One aspect of teaching that continues to strike me is how captivating students can find the lesser-known elements of historical events. For example, my students are intrigued to learn that approximately 400 women disguised themselves as men so they could fight in the Civil War for the Union and the Confederacy. Or, they are shocked to learn of the link between the Cold War and the government reaction to the Civil Rights Movement (I highly recommend reading Mary Dudziak’s Cold War Civil Rights and Thomas Borstelmann’s The Cold War and the Color Line, as well as Penny Von Eschen’s Satchmo Blows Up the World, to learn about this connection).    

The main point is that students are fascinated by aspects of history they find to be unique or those they had previously never thought to consider. I have many students in my intro classes who are scared of history classes because they had a bad experience with history in high school. They did poorly because the information presented to them was not gripping; they could not make a connection with it. They enter my class wary, because they think history means rote memorization of figures’ names and battle dates. Such students think they hate studying history simply because of the way it was presented to them. When we as educators find ways to make historical topics engaging to our students, it makes the learning and the teaching experience much more pleasurable and fulfilling. I have found that painting a more vivid picture of the past helps students become more engaged in learning about history. For example, when teaching about slavery, describing the sights and sounds of working on the plantations is a way to keep students’ attention. Describing, for instance, the brutal reality of how enslaved women had to tie their babies to trees and hear their cries all day long while they worked in the cotton fields incorporates powerful sensory aspects of learning, as opposed to simply stating that slaves worked in the fields.
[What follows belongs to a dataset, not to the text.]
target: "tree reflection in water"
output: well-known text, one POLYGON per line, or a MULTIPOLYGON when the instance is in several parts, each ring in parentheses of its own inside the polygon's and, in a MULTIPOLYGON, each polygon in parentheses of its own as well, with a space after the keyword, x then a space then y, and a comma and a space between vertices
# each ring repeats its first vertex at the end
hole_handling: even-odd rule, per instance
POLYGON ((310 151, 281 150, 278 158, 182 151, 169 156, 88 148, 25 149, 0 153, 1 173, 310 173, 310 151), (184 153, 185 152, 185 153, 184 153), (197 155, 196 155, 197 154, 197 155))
Often, teaching these lesser-known aspects of history is one of the best ways to spark students’ curiosity. So much of the study of history is about inquiry, so when students find an element about a certain historical event that strikes them, they are much more likely to ask questions about it. This is such a valuable skill to have when examining history, so finding ways to cultivate that is key. Thorough analysis of historical sources requires asking questions of those sources. Therefore, the more curiosity students have about history and historical events, the more likely they are to ask questions of the sources they are analyzing. This is true when examining both primary and secondary sources. Sometimes it can be easy to forget that we need to question secondary sources, too, but we do. We have to train our students to decipher the scholar’s main argument, how they came up with this argument, and why their work is significant to our understanding of history. Being curious about historical events and being able to ask questions of sources enhances students’ experience of historical study at the college level, when they are expected to write research papers. 


Lesley Chapel

Lesley Chapel earned her master’s degree in history from Oakland University in 2011. She has been teaching history at the college level since 2012. She is currently an adjunct professor at Southern New Hampshire University and Nevada State College, and she resides in Auburn Hills, Michigan.